I’ve been waiting for quite a while to mention pass, and now that the time has come, I’m rather excited about it.
pass, for me, might be the quintessential Unixy program. It uses a lot of the existing Linux environment to encrypt, sort, manage and store all my passwords, and does it in a way that is completely obvious.
I won’t pretend to be an expert on pass, but I don’t need to either.
Want to see the passwords you have? pass ls
. Want to remove a password? pass rm (name)
. Everything is structured like a folder tree, as you can see above.
And you can arrange and nest them however you like. If you have four GMail accounts, like me, they can all go inside GMail, which can go inside a folder called e-mail, or whatever you prefer.
And even better, if you go poking around in the .password-store folder, you’ll see — omigosh! they’re all arranged in a folder tree! 😯 🙄
You can even go inside that tree and kick things around a bit, and pass won’t mind at all. Usually. 😕
You’ll need to work up your local gnupg structure to get pass working, but it should require only that you step through gpg --gen-key
, and pass will work off of that. If you’ve already done that, you’re one step closer to password management nirvana.

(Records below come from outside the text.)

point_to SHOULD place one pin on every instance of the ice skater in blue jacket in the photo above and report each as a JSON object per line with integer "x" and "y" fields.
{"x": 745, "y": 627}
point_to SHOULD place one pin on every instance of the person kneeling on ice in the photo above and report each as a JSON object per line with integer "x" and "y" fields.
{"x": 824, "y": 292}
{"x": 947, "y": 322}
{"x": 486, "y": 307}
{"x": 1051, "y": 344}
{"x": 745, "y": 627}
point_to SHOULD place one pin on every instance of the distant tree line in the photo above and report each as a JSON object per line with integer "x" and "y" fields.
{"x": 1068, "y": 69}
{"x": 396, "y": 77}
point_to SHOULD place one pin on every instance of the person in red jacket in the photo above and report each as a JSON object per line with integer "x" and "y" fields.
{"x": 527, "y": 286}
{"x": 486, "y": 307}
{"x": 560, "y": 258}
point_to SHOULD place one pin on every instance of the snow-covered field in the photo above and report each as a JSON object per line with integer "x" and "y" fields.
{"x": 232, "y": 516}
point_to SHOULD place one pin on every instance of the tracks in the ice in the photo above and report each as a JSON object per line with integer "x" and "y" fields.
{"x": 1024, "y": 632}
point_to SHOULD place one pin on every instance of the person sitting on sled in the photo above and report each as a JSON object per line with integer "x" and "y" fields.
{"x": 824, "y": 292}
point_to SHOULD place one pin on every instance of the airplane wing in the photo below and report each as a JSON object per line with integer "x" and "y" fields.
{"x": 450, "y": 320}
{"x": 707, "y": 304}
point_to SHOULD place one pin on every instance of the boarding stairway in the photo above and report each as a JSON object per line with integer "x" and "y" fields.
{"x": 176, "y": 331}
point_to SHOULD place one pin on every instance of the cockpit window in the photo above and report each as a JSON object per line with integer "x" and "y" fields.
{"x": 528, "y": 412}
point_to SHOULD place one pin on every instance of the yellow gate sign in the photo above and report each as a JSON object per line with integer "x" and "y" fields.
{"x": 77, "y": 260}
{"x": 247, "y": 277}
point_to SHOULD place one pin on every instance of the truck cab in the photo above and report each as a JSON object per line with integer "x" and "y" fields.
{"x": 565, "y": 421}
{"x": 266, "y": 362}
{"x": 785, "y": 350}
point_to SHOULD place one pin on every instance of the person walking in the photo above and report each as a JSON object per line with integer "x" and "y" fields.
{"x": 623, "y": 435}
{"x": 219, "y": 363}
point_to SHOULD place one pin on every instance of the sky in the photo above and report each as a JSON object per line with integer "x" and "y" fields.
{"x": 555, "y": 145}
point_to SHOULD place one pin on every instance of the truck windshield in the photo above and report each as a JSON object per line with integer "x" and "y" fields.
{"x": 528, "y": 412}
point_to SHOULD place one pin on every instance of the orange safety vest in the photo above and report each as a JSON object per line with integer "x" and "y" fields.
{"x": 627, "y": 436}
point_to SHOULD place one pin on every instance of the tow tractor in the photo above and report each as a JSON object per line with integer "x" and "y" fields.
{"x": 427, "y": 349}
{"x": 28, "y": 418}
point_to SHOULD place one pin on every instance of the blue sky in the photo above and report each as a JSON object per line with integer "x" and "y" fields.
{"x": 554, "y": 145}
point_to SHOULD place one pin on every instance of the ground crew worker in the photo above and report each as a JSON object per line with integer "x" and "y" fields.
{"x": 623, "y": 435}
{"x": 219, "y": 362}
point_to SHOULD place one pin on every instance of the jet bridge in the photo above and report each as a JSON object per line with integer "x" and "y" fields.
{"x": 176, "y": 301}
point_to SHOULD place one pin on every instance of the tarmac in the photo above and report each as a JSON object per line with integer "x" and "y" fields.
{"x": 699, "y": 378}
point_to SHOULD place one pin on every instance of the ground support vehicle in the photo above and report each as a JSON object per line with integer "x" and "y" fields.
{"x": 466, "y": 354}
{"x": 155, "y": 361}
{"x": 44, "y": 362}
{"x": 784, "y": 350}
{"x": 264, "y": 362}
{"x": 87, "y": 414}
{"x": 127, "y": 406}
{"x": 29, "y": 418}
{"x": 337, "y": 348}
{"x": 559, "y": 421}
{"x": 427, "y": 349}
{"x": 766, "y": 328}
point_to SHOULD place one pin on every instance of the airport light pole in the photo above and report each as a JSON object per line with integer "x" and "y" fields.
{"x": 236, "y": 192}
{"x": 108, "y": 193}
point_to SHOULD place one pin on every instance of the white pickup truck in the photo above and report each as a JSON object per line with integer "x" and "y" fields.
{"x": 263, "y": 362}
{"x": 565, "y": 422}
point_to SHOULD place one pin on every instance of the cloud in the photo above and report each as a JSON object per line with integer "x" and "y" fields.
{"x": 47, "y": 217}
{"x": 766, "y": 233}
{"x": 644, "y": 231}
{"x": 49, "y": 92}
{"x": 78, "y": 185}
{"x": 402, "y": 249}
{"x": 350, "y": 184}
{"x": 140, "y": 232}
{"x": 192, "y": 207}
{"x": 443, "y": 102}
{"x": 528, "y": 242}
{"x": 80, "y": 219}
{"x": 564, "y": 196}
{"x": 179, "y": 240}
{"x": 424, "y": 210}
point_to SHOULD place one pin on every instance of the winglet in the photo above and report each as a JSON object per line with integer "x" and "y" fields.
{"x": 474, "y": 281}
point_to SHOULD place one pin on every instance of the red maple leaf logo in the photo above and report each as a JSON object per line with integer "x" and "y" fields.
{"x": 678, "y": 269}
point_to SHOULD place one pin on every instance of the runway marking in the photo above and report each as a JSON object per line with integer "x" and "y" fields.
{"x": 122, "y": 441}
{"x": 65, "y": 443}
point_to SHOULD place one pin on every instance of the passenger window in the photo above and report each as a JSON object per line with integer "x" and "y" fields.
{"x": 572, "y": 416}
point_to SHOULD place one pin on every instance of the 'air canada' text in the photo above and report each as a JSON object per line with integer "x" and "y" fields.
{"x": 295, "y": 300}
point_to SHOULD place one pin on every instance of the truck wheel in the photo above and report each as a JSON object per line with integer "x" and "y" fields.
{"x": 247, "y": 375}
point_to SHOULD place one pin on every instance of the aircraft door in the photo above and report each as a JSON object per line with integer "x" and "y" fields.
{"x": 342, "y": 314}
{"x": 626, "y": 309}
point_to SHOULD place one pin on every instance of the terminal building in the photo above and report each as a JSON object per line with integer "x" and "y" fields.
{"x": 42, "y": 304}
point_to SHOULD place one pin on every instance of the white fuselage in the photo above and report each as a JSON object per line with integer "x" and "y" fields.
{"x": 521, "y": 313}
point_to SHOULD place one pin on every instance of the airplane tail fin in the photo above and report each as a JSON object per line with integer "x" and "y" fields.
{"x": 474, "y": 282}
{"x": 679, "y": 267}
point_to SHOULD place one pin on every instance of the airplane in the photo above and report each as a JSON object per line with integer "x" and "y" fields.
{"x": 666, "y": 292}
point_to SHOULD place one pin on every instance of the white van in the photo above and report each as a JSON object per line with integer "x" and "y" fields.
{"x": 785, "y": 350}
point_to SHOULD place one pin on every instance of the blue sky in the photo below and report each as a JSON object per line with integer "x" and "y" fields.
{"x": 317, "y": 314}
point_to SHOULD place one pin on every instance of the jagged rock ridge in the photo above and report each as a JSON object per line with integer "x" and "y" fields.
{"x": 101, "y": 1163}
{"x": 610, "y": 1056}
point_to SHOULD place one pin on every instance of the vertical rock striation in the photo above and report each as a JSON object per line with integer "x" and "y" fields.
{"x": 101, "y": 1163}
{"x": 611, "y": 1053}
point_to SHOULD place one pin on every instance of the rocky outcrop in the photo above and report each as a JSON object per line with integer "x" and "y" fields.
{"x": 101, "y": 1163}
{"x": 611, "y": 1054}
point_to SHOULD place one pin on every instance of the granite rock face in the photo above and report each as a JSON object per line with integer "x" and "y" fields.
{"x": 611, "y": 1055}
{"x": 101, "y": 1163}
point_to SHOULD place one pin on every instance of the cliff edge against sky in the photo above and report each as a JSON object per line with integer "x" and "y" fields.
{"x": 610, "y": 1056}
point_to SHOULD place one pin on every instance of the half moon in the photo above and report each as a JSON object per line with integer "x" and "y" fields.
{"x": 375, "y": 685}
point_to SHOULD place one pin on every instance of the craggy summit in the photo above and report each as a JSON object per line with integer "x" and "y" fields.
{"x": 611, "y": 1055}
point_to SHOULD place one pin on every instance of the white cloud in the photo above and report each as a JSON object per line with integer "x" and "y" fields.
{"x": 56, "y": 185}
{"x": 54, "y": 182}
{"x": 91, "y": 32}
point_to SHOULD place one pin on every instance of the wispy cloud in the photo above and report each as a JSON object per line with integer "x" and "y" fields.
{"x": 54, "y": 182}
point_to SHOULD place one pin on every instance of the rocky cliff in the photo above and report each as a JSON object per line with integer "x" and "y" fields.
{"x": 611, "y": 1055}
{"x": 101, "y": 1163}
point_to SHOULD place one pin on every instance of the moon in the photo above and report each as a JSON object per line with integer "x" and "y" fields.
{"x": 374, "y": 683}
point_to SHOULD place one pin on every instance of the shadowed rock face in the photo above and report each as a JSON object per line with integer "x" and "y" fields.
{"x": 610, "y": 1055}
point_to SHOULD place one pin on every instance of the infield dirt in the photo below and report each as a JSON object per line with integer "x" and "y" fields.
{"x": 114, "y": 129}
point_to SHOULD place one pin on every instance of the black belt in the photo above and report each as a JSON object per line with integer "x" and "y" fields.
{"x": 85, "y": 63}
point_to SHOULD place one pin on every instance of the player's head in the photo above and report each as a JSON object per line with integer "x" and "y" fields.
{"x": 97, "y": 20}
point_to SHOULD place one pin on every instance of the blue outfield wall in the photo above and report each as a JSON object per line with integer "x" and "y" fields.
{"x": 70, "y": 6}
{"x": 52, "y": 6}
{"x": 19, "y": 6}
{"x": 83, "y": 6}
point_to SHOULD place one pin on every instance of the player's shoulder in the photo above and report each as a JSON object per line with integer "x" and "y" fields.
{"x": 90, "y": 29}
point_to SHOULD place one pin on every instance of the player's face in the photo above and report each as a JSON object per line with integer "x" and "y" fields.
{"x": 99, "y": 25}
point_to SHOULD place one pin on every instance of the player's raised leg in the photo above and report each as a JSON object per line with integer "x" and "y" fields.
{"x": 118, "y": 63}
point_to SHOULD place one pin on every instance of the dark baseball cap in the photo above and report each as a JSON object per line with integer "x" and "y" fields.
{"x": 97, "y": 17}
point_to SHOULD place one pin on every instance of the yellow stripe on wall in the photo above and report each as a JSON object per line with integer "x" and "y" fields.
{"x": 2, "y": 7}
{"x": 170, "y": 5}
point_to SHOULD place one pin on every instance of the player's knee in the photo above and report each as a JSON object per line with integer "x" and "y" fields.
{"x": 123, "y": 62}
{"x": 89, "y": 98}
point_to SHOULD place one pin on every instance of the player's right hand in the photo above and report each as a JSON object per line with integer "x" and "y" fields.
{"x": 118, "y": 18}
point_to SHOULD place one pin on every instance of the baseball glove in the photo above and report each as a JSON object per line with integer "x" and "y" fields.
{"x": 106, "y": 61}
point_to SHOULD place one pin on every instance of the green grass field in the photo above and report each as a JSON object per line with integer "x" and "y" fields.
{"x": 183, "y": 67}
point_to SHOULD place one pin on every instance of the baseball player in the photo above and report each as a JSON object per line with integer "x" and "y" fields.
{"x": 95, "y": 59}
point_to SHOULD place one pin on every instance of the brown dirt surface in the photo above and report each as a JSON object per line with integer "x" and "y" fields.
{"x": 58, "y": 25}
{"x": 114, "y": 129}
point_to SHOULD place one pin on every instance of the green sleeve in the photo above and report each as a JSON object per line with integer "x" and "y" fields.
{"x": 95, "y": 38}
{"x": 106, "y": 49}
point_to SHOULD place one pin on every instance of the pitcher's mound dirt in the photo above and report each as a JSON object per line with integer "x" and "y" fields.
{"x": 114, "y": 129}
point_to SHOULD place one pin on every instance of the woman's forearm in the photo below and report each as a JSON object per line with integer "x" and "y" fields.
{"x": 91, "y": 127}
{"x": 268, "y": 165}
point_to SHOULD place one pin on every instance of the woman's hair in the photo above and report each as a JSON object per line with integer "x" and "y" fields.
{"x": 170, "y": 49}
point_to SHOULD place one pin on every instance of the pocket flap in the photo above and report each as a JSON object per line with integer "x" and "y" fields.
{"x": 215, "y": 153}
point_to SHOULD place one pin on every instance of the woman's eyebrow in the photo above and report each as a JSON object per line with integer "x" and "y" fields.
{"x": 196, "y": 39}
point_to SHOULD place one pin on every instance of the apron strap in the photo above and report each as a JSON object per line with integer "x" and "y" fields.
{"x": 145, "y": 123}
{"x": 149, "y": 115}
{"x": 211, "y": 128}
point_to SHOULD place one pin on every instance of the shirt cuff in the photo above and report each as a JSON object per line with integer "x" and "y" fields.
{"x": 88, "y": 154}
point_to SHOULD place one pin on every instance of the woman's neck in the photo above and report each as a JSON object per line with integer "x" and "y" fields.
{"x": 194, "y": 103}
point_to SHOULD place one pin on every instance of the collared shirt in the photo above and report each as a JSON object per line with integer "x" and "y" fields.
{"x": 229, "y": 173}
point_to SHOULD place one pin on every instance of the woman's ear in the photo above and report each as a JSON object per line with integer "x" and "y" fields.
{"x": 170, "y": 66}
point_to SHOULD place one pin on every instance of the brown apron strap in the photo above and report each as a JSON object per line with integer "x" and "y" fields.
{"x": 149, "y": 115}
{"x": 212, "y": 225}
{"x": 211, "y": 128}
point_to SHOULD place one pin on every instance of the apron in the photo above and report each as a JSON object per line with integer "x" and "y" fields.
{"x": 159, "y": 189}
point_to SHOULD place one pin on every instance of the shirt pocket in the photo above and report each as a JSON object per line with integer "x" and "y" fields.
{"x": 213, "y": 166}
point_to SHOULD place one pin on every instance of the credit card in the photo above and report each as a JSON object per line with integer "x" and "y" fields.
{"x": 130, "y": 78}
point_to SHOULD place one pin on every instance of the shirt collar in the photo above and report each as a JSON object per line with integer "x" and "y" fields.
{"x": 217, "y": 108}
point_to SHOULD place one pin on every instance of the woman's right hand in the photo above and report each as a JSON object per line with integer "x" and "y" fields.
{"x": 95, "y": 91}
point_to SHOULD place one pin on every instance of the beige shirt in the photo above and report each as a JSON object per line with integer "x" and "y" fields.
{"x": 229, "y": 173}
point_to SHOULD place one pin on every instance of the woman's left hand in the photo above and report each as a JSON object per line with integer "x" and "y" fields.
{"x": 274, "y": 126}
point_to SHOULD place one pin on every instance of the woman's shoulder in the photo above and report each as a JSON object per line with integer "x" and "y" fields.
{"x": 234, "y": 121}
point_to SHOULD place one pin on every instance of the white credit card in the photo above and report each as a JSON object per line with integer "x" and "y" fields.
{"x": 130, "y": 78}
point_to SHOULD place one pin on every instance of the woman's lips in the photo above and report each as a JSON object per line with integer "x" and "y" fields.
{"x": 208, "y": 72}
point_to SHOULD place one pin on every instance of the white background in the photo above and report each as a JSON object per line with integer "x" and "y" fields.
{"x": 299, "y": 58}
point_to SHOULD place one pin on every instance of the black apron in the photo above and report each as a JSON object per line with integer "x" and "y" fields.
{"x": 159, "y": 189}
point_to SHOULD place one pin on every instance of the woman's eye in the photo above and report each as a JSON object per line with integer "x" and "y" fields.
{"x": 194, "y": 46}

So let’s recap: Minimal overhead and no frilly side points, follows a logical style, needs no specialized file structures or esoteric encryption libraries, keeps its commands similar to shell commands, has a pretty tree structure … yep, I think that’s it.
On the down side? Well … ah … hmmm. Aha! No color! 👿
In spite of that shortcoming, I’m willing to hand out one of K.Mandla’s highly coveted gold smilies to pass, because I like it so much. Congrats! 😀
great! i search many times for a simple, secure password tool. i think, i have found it.